Ten Printing Tips to Save Paper and Toner:
1) Click Save, not Print! Many instructors will accept your work in digital form. Submit and share your work via email or media (cd, flash drive, sdram, etc. )
2) Use narrow margins on your assignments. For example, the default on Microsoft Word is 1” on each side. You can change this to make margins as small as ½” on each side.
3) Use a font that uses less toner. A study at the University of Wisconsin – Green Bay found that Century Gothic “uses 30% less ink than the most commonly used default font – Arial.”
4) When you create PowerPoints (or other visual aids), use a dark typeface on a light background, rather than the reverse. This will use less toner if printed.
5) Use electronic handouts. Rather than print handouts for everyone in class, use Blackboard or Google Docs to distribute them electronically. You will save paper and ink toner, as well as give your classmates handouts they can update.
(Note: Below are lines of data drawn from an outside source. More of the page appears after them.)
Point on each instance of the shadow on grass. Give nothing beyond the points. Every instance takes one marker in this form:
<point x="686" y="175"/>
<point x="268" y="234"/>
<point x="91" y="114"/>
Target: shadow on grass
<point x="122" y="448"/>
6) Print only what you need. If you don’t need all of a document, don’t print it all. If your professor posts class notes online, ask which notes should be printed and which ones can remain electronic.
7) Print selectively. If you want to print only part of a document or web page, highlight the part you’d like to print, and choose Selection.
8) Use duplex printing (both sides) Library printers automatically do this. Generally instructors will specify if they want assignments printed only on one side, and more and more are (hopefully!) going green too and accepting duplex printing.
9) Print PowerPoint class notes as handouts (2-9 slides per page) rather than slides (one slide per page). See these green printing tips for instructions on how to do this.
10) Be patient. After you click Print on campus lab computers, it can take up to 10 minutes for your job to be processed and received by the printer. Clicking Print again will NOT speed up your print job. It will slow the printer even more and waste paper.